Jeff Michka Added Mar 19, 2017 - 11:41am
wsucram15 writes: Net Neutrality is going to be a hard fought issue and I fought it last time out. Its not just about privacy, its about lanes of traffic that you will not be able to access any longer at a normal rate.  Its going to cost an enormous amount to be on the net.  - Yup.  You'll have the choice of "those expensive pipes over there" for your web service, OR "THOSE CHEAPER PIPES THERE NOBODY CAN USE."  Providers will hold content at a financial gun point.  But then that's the idea.  The major providers (pick one) are the ultimate rentiers and demand supremacy.

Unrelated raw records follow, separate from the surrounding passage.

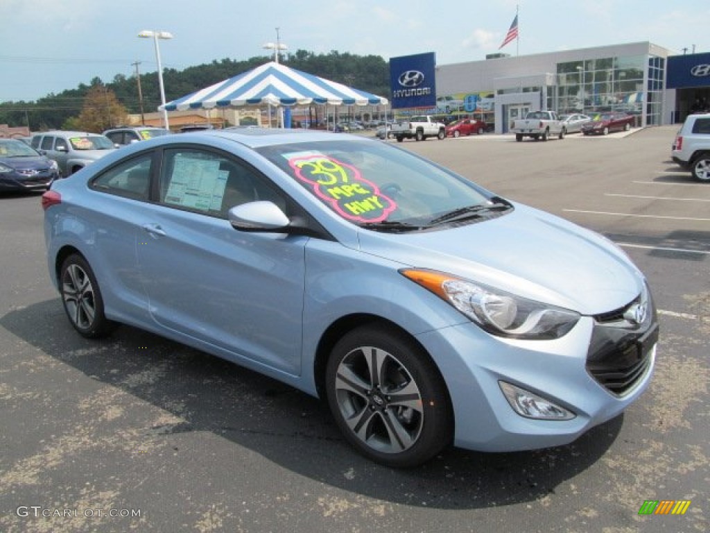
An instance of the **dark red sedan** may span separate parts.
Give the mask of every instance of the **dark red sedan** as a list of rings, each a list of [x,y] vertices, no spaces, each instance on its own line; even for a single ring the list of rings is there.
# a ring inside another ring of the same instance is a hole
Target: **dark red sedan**
[[[628,131],[635,118],[626,113],[607,112],[590,114],[592,119],[581,125],[584,135],[607,135],[611,131]]]
[[[481,135],[486,131],[486,123],[475,119],[463,119],[446,126],[447,136],[460,137],[462,135]]]

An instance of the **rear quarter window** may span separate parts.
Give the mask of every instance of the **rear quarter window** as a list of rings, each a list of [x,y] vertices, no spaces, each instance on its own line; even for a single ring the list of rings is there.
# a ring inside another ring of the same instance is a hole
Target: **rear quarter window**
[[[710,134],[710,119],[697,119],[693,124],[694,134]]]

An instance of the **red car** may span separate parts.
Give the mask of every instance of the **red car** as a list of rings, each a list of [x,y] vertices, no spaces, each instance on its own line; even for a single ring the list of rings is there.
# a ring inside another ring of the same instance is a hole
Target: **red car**
[[[585,135],[606,135],[611,131],[628,131],[633,126],[635,117],[626,113],[591,113],[591,121],[581,125]]]
[[[471,119],[457,120],[446,126],[447,136],[460,137],[462,135],[471,135],[471,134],[481,135],[485,131],[485,122]]]

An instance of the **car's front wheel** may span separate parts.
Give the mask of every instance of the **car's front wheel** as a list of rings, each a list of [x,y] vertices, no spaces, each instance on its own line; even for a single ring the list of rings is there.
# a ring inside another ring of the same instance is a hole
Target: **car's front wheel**
[[[326,387],[345,438],[373,461],[415,466],[452,441],[443,379],[404,333],[365,326],[345,335],[328,360]]]
[[[104,299],[89,263],[72,254],[60,269],[60,294],[69,321],[87,338],[105,336],[116,324],[104,314]]]
[[[704,154],[693,161],[692,172],[699,181],[710,182],[710,154]]]

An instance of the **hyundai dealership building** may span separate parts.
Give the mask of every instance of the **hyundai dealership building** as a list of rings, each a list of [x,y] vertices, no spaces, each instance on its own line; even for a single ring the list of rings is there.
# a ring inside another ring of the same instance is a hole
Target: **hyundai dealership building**
[[[493,54],[442,65],[434,64],[433,53],[420,54],[392,58],[390,70],[395,114],[466,114],[499,134],[512,120],[538,109],[621,111],[645,126],[682,122],[710,106],[710,53],[673,55],[648,42],[515,57]],[[435,83],[427,75],[430,72]],[[427,97],[405,97],[415,93],[413,84],[420,77],[421,86],[435,89]]]

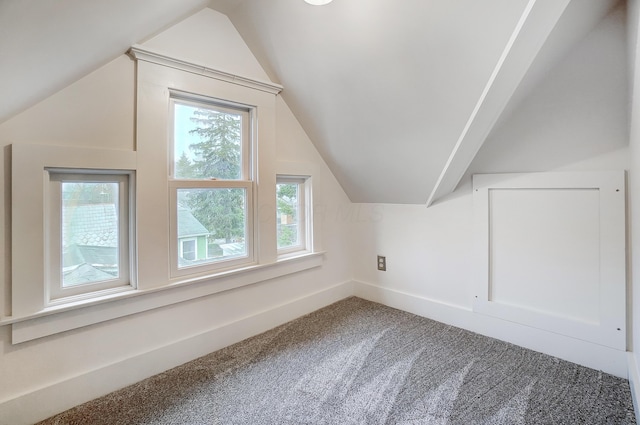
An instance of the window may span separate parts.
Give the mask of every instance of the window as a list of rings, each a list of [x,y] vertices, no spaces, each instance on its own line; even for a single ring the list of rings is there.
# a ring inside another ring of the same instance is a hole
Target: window
[[[249,107],[173,93],[172,275],[253,261]]]
[[[47,172],[49,303],[131,288],[130,176],[68,169]]]
[[[306,249],[306,179],[278,176],[276,182],[276,225],[278,253]]]

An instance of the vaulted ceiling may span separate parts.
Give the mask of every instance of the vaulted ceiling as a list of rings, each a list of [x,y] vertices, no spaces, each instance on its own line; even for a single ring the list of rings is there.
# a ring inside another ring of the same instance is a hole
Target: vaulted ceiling
[[[0,0],[0,122],[209,6],[285,87],[352,201],[430,204],[616,3]]]

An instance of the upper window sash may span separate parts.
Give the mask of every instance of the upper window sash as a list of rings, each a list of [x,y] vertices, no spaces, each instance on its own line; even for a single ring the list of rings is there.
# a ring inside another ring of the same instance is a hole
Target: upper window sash
[[[252,180],[249,107],[176,91],[171,91],[169,102],[170,179]],[[206,140],[208,132],[218,133],[218,145]],[[206,156],[213,150],[226,164],[207,164]]]

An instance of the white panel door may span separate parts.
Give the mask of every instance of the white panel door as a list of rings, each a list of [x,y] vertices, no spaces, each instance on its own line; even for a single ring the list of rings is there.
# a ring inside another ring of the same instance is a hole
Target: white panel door
[[[474,176],[474,310],[624,350],[623,172]]]

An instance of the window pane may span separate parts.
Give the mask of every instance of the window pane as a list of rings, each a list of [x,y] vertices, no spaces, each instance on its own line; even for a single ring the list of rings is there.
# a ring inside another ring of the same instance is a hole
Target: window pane
[[[62,287],[117,279],[118,183],[62,183]]]
[[[177,189],[178,268],[248,255],[246,197],[245,189]]]
[[[297,183],[276,185],[278,248],[300,245],[299,201]]]
[[[175,178],[242,178],[241,113],[176,102],[173,140]]]

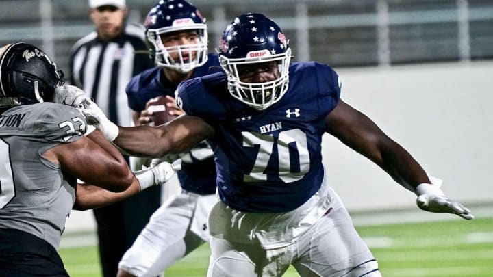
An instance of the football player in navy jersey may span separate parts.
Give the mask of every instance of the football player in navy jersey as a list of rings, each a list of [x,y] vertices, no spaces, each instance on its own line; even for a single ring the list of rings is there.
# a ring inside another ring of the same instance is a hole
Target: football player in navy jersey
[[[136,125],[153,120],[147,107],[167,97],[173,116],[175,91],[184,80],[220,71],[218,55],[207,54],[207,30],[200,12],[184,0],[161,1],[149,12],[146,34],[156,66],[134,77],[127,87]],[[153,122],[155,124],[162,122]],[[209,211],[216,202],[216,168],[206,142],[179,155],[177,172],[181,192],[166,201],[151,216],[118,265],[118,276],[155,276],[210,239]]]
[[[63,81],[39,48],[0,48],[1,276],[68,276],[57,250],[71,209],[112,204],[174,174],[167,163],[132,174],[118,150],[56,96]]]
[[[381,276],[327,184],[326,133],[415,193],[420,209],[473,218],[406,150],[340,98],[341,82],[330,66],[290,63],[288,41],[275,23],[240,15],[219,48],[225,72],[182,83],[176,101],[186,115],[167,125],[117,127],[97,109],[83,111],[134,154],[161,157],[209,140],[220,201],[209,217],[207,276],[280,276],[290,265],[301,276]]]

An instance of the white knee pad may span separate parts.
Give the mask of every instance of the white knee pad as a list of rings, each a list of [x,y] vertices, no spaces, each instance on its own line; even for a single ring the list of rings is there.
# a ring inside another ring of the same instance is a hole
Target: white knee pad
[[[381,277],[376,260],[369,260],[358,265],[346,274],[344,277]]]
[[[207,277],[256,277],[255,267],[245,256],[230,252],[216,259],[211,256]]]

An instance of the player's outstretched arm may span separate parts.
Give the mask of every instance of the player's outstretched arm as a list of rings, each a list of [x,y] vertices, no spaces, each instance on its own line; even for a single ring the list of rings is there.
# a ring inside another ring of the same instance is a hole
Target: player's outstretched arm
[[[132,155],[160,158],[186,152],[214,133],[202,119],[184,114],[157,127],[120,127],[113,142]]]
[[[181,169],[181,161],[173,164],[157,161],[149,168],[135,172],[130,186],[123,192],[113,192],[88,183],[77,183],[73,209],[84,211],[104,207],[126,199],[153,185],[164,185]]]
[[[418,195],[418,206],[435,213],[473,218],[462,204],[444,196],[412,156],[370,118],[342,100],[325,118],[327,131],[380,166],[403,187]]]

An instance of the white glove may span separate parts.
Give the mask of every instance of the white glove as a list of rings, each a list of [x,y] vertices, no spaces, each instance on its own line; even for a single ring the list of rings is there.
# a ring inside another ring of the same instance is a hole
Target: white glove
[[[181,160],[177,159],[173,163],[153,159],[149,168],[134,172],[140,184],[140,190],[144,190],[155,185],[161,185],[167,182],[181,169]]]
[[[53,102],[81,108],[84,100],[90,100],[87,94],[75,85],[64,85],[55,88]]]
[[[422,183],[416,189],[416,204],[425,211],[432,213],[454,213],[462,218],[472,220],[474,215],[462,204],[445,196],[439,185]]]
[[[110,142],[114,141],[118,137],[118,133],[120,133],[118,127],[108,119],[95,103],[90,99],[86,98],[82,101],[81,105],[84,107],[81,111],[86,116],[88,124],[94,125],[101,131],[106,140]]]

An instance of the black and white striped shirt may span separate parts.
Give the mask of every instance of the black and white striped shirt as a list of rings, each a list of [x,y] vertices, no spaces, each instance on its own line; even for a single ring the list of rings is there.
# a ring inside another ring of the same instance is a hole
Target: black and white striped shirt
[[[121,126],[131,125],[125,87],[131,78],[153,66],[146,53],[143,27],[128,23],[117,38],[103,42],[94,31],[79,40],[70,55],[71,81],[94,99],[108,118]]]

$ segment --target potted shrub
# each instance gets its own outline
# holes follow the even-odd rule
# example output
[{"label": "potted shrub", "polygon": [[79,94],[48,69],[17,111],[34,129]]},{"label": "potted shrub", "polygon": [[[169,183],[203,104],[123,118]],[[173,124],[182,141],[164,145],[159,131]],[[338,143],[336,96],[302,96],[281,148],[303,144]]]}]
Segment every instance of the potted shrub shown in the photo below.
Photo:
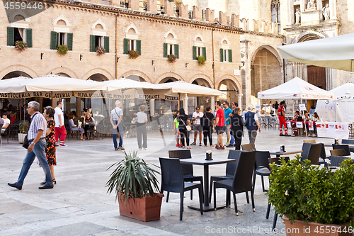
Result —
[{"label": "potted shrub", "polygon": [[57,47],[57,51],[59,54],[60,54],[60,56],[64,56],[69,51],[69,48],[67,47],[67,45],[59,45]]},{"label": "potted shrub", "polygon": [[105,49],[102,46],[96,47],[95,52],[97,52],[98,56],[101,56],[105,54]]},{"label": "potted shrub", "polygon": [[135,59],[139,57],[139,52],[137,50],[129,50],[129,58]]},{"label": "potted shrub", "polygon": [[15,42],[15,48],[18,51],[18,52],[22,52],[28,48],[27,43],[23,41],[16,41]]},{"label": "potted shrub", "polygon": [[198,61],[199,65],[203,65],[205,64],[205,57],[199,56],[197,57],[197,60]]},{"label": "potted shrub", "polygon": [[30,128],[30,123],[28,120],[21,122],[18,124],[18,142],[23,143],[25,136],[28,132],[28,128]]},{"label": "potted shrub", "polygon": [[137,154],[137,151],[125,152],[125,159],[108,168],[114,169],[106,184],[107,191],[116,194],[121,215],[145,222],[159,220],[164,194],[154,193],[154,189],[159,192],[159,173]]},{"label": "potted shrub", "polygon": [[[344,161],[331,172],[296,159],[270,165],[269,202],[282,216],[288,232],[306,235],[352,235],[354,165]],[[295,230],[295,231],[294,231]],[[289,235],[292,235],[289,234]]]}]

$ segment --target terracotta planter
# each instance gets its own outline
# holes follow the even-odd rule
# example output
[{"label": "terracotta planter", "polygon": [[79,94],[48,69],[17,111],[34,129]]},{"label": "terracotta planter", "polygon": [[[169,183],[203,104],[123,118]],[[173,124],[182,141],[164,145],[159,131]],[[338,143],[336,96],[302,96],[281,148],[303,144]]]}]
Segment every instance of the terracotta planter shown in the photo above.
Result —
[{"label": "terracotta planter", "polygon": [[119,213],[142,221],[160,219],[161,204],[164,194],[154,193],[155,196],[142,198],[129,197],[127,202],[121,193],[118,193]]},{"label": "terracotta planter", "polygon": [[[292,225],[290,220],[283,217],[285,223],[287,236],[292,235],[326,235],[326,236],[344,236],[353,235],[353,229],[348,229],[348,223],[342,225],[326,225],[314,223],[313,221],[304,223],[302,220],[295,220]],[[344,230],[345,232],[343,232]]]}]

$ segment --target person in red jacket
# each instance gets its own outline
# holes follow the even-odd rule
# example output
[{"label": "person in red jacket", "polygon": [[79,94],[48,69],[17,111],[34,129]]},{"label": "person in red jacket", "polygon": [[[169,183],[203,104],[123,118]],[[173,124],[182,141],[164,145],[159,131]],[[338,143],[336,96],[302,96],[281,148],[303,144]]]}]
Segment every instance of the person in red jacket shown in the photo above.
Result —
[{"label": "person in red jacket", "polygon": [[[288,136],[287,135],[287,123],[285,122],[285,109],[284,108],[284,104],[285,102],[284,101],[280,102],[280,106],[278,108],[278,118],[279,118],[279,130],[280,131],[280,136]],[[284,125],[284,130],[285,135],[282,133],[282,125]]]}]

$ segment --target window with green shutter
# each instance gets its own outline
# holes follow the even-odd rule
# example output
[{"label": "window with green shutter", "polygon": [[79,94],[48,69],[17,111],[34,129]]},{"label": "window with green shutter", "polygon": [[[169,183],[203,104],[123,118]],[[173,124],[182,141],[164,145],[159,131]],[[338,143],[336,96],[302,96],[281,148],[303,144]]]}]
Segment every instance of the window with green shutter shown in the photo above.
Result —
[{"label": "window with green shutter", "polygon": [[179,59],[179,46],[178,44],[175,44],[175,55],[177,56],[177,59]]},{"label": "window with green shutter", "polygon": [[25,29],[25,43],[28,47],[32,47],[32,29]]},{"label": "window with green shutter", "polygon": [[129,40],[127,38],[124,39],[124,54],[129,54]]},{"label": "window with green shutter", "polygon": [[167,47],[169,46],[169,44],[167,43],[164,43],[164,57],[167,57]]},{"label": "window with green shutter", "polygon": [[109,53],[110,52],[110,38],[108,36],[105,36],[103,38],[104,38],[104,42],[105,42],[105,52]]},{"label": "window with green shutter", "polygon": [[193,46],[193,60],[198,60],[197,47],[195,47],[195,46]]},{"label": "window with green shutter", "polygon": [[68,33],[67,35],[67,45],[69,51],[72,51],[72,40],[73,40],[72,33]]},{"label": "window with green shutter", "polygon": [[139,55],[142,55],[142,40],[137,40],[137,51]]},{"label": "window with green shutter", "polygon": [[7,45],[13,46],[13,27],[7,28]]},{"label": "window with green shutter", "polygon": [[50,32],[50,49],[57,49],[57,32]]}]

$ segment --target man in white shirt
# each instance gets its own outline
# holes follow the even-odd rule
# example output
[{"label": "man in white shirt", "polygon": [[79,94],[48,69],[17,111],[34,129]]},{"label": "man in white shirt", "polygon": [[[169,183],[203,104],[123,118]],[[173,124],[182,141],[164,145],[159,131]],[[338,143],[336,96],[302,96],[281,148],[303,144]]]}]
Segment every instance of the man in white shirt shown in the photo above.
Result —
[{"label": "man in white shirt", "polygon": [[[114,150],[124,150],[123,145],[123,111],[120,109],[120,101],[117,100],[115,101],[115,108],[110,111],[110,123],[113,128],[113,145]],[[117,144],[117,134],[118,132],[120,133],[119,137],[119,147]]]},{"label": "man in white shirt", "polygon": [[67,130],[64,125],[64,114],[62,108],[63,103],[61,101],[57,101],[55,113],[54,114],[54,121],[55,121],[55,142],[58,142],[59,135],[60,134],[60,145],[59,147],[66,147],[65,137],[67,137]]},{"label": "man in white shirt", "polygon": [[199,106],[197,106],[196,111],[193,113],[192,120],[195,120],[195,123],[193,125],[194,130],[194,142],[192,143],[192,145],[195,145],[195,141],[197,141],[197,135],[199,133],[199,145],[202,145],[202,127],[200,124],[200,118],[202,118],[203,113],[200,111],[200,108]]},{"label": "man in white shirt", "polygon": [[4,120],[4,124],[2,125],[2,128],[1,128],[1,133],[5,133],[5,131],[6,130],[6,128],[8,128],[8,125],[10,125],[10,119],[7,118],[7,115],[8,115],[8,112],[4,112],[2,114],[1,120]]}]

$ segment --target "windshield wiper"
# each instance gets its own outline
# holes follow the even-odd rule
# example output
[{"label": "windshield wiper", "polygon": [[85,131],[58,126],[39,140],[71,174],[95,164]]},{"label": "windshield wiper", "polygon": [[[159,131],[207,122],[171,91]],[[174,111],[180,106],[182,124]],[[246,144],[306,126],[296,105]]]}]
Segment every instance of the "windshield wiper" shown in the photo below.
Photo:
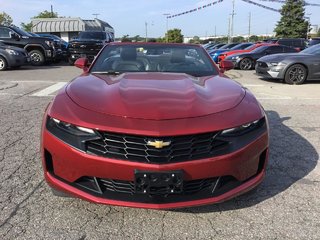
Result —
[{"label": "windshield wiper", "polygon": [[105,75],[119,75],[121,72],[117,71],[103,71],[103,72],[91,72],[93,74],[105,74]]}]

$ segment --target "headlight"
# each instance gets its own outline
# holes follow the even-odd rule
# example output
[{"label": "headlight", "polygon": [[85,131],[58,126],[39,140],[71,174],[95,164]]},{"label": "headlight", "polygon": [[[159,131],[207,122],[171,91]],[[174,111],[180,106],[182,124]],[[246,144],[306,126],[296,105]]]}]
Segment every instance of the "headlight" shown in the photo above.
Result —
[{"label": "headlight", "polygon": [[6,52],[9,53],[10,55],[15,55],[15,56],[19,55],[19,52],[9,48],[6,48]]},{"label": "headlight", "polygon": [[223,130],[220,133],[220,136],[222,136],[222,137],[240,136],[240,135],[249,133],[251,131],[254,131],[254,130],[264,126],[265,122],[266,122],[266,119],[262,118],[262,119],[255,120],[255,121],[250,122],[250,123],[243,124],[243,125],[241,125],[239,127],[229,128],[229,129]]},{"label": "headlight", "polygon": [[93,129],[76,126],[52,117],[47,118],[46,128],[55,137],[82,151],[86,151],[86,141],[100,138]]}]

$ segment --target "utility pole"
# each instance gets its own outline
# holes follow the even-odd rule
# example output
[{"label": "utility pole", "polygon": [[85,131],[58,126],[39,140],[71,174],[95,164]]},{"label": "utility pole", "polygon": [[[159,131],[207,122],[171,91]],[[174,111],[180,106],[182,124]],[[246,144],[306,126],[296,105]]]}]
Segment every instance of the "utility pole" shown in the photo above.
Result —
[{"label": "utility pole", "polygon": [[248,33],[248,42],[250,42],[251,35],[251,12],[249,12],[249,33]]},{"label": "utility pole", "polygon": [[228,43],[231,43],[231,37],[230,37],[231,26],[230,26],[230,24],[231,24],[231,21],[230,21],[230,16],[229,16],[229,18],[228,18]]},{"label": "utility pole", "polygon": [[234,3],[235,3],[235,0],[232,0],[232,13],[231,13],[231,37],[230,37],[230,41],[232,42],[232,38],[233,38],[233,28],[234,28],[234,15],[235,12],[234,12]]},{"label": "utility pole", "polygon": [[100,15],[100,13],[92,13],[92,15],[94,16],[94,18],[98,18],[98,16]]},{"label": "utility pole", "polygon": [[53,17],[53,6],[51,5],[51,17]]},{"label": "utility pole", "polygon": [[166,42],[168,42],[168,21],[169,21],[169,18],[168,18],[168,16],[170,16],[171,14],[170,13],[164,13],[164,14],[162,14],[163,16],[165,16],[166,17],[166,30],[167,30],[167,32],[166,32]]},{"label": "utility pole", "polygon": [[144,24],[146,26],[146,42],[148,42],[148,23],[145,22]]}]

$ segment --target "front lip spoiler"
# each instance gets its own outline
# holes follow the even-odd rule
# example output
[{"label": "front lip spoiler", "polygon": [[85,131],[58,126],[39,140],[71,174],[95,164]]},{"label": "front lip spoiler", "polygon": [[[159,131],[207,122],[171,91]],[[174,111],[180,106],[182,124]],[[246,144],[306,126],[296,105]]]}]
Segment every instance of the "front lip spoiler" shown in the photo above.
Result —
[{"label": "front lip spoiler", "polygon": [[137,202],[126,202],[126,201],[118,201],[111,200],[93,196],[89,193],[83,192],[69,184],[60,181],[53,177],[49,172],[45,172],[45,178],[48,184],[60,191],[66,192],[70,195],[74,195],[78,198],[82,198],[92,203],[98,204],[109,204],[114,206],[122,206],[122,207],[132,207],[132,208],[149,208],[149,209],[176,209],[176,208],[185,208],[185,207],[196,207],[207,204],[214,204],[224,202],[228,199],[234,198],[238,195],[241,195],[245,192],[250,191],[251,189],[258,186],[264,179],[265,171],[262,171],[254,178],[248,180],[247,182],[241,184],[240,186],[218,196],[200,200],[186,201],[186,202],[176,202],[176,203],[165,203],[165,204],[150,204],[150,203],[137,203]]}]

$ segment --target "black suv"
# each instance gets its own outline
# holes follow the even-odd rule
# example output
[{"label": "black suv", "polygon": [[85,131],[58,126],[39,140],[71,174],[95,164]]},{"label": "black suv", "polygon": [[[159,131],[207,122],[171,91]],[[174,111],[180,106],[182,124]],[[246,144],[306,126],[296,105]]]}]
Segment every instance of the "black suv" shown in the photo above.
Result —
[{"label": "black suv", "polygon": [[54,43],[49,38],[34,37],[16,26],[0,25],[0,41],[6,45],[25,49],[32,65],[43,65],[55,58]]},{"label": "black suv", "polygon": [[109,32],[103,31],[84,31],[81,32],[78,38],[69,42],[69,63],[71,65],[81,57],[86,57],[90,62],[99,53],[101,48],[113,42],[113,35]]}]

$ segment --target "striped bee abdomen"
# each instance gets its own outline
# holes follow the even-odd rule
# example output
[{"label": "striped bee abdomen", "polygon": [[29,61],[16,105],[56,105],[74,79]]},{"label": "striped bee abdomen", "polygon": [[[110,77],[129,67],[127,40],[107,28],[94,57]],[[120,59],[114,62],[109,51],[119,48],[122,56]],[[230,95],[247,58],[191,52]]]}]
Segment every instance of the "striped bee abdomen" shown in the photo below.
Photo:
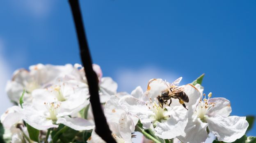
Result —
[{"label": "striped bee abdomen", "polygon": [[189,99],[187,94],[184,92],[180,92],[179,97],[178,97],[181,99],[182,100],[185,102],[188,102]]}]

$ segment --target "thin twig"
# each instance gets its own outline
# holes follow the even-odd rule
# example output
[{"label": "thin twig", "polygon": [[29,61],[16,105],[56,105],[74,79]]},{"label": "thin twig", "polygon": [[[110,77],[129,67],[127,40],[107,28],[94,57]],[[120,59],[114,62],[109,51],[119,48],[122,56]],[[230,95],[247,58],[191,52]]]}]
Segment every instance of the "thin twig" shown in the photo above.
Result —
[{"label": "thin twig", "polygon": [[91,95],[90,101],[95,123],[95,132],[106,142],[116,143],[111,136],[111,131],[101,109],[98,94],[98,78],[92,69],[91,59],[82,20],[78,1],[69,0],[69,1],[75,25],[82,62],[85,67],[85,76],[89,86],[89,92]]}]

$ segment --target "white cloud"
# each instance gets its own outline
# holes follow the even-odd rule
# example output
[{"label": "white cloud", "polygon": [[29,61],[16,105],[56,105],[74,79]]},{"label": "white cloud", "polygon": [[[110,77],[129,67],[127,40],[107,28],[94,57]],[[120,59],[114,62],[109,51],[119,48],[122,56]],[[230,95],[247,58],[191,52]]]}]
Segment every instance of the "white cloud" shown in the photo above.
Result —
[{"label": "white cloud", "polygon": [[35,18],[42,18],[50,13],[54,2],[50,0],[23,0],[12,3],[18,12],[25,11]]},{"label": "white cloud", "polygon": [[7,82],[11,76],[12,72],[6,59],[4,58],[4,43],[0,39],[0,114],[5,112],[7,108],[12,106],[5,92]]},{"label": "white cloud", "polygon": [[119,91],[129,93],[138,86],[146,89],[149,80],[152,78],[162,78],[171,82],[179,77],[173,72],[148,66],[136,69],[119,69],[116,73],[114,78],[118,84]]}]

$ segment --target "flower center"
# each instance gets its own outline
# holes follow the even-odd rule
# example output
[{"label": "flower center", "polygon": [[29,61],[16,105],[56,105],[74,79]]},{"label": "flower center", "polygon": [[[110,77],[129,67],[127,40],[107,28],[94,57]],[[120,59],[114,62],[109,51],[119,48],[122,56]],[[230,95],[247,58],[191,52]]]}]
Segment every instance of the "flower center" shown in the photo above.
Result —
[{"label": "flower center", "polygon": [[210,92],[208,94],[208,99],[206,98],[206,95],[203,94],[204,96],[204,98],[202,100],[200,100],[199,101],[199,103],[197,107],[197,114],[198,118],[200,118],[201,120],[204,120],[205,116],[207,112],[213,108],[214,107],[214,103],[209,103],[208,101],[210,97],[212,96],[212,93]]},{"label": "flower center", "polygon": [[57,120],[57,114],[58,108],[60,104],[57,104],[56,102],[52,103],[44,103],[49,113],[49,118],[55,122]]},{"label": "flower center", "polygon": [[29,93],[31,93],[33,90],[39,88],[39,87],[38,84],[35,81],[29,82],[26,84],[26,91]]},{"label": "flower center", "polygon": [[151,98],[150,98],[150,102],[148,102],[146,104],[149,108],[155,113],[155,116],[153,118],[158,121],[161,121],[161,120],[167,119],[167,116],[165,116],[165,108],[162,108],[160,106],[158,106],[155,101],[152,102]]},{"label": "flower center", "polygon": [[61,85],[55,85],[51,87],[51,89],[50,92],[53,93],[58,101],[66,101],[66,99],[63,95],[62,90],[61,89]]},{"label": "flower center", "polygon": [[112,134],[112,136],[113,136],[117,143],[125,143],[125,141],[123,139],[123,138],[117,136],[114,134]]}]

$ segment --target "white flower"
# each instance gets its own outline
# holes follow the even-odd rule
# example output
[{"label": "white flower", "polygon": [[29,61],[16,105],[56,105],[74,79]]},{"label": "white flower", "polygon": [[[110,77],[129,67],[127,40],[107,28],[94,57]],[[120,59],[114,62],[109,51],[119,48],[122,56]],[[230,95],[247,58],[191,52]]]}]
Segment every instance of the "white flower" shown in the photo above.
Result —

Bill H. Added Mar 25, 2017 - 12:01am
Being that Trump's healthcare plan got filed away today due to lack of support, I suspect he is going to get his buddies in the health insurance industry to begin a terror campaign with rate increases, coverage cutbacks, and the addition of new maximum coverage limits that in his mind will cause people to start begging for a new plan.
This is "the art of the deal" in his mind.
Stay tuned!
Lady Sekhmetnakt Added Mar 25, 2017 - 12:18am
Hopefully Net Neutrality neutralizion will flop just as badly. Why the hell do we have to keep fighting and fighting to "win" shit we already supposedly "won", but the bad shit we can never get rid of? Like Jeffry say, that's DUHmerican way! Ridiculous! 
Bill H. Added Mar 29, 2017 - 12:43pm
 
The House just passed a bill that eliminates internet privacy rules. The next stop is Trump's desk, and you know he will sign it without any thought process being involved.
Now your ISP can collect information about all of the sites that you visit, including any traffic or messaging that you send to and receive from these sites. Of course, this was done simply to increase profits for companies that buy and sell your data, along with allowing even more data for law enforcement agencies to access. One of the main drivers is the ability of the ISP to track your interests and buying habits, which will allow them to stream "customized" advertising directly to all of the TV's and other devices that you own. Right now this is being done on a demographic (age/race/income) basis, but the existing infrastructure will support individual targeted advertising with no changes.
Jeff Michka Added Mar 30, 2017 - 4:52pm
Well, the farces of darkness won and now the net is all ads all the time.  Industry sop:  When we know all about you, you'll only see ads YOU want to see.  RIIIGHT.  The internet machine pumped a lot of money into getting this past, and the conman in chief can only sign it into law. 
Bill H. Added Apr 2, 2017 - 7:21pm
 
It's already happening. I solicited a contractor off of Angie's List about a week ago, and now I am getting bombed with Angie's List commercials on virtually all networks on my cable system. My wife bought some designer pillows off of Wayfarer.com about 3 days ago, and guess what! You guessed it, for the last 2 evenings all of a sudden we are getting bombarded with Wayfarer.com commercials on every channel I go to.
Next thing you know, Apple will be coming out with the IBrain that will let all of the corporations know what you are thinking so that they can get the ads going before you make your decisions.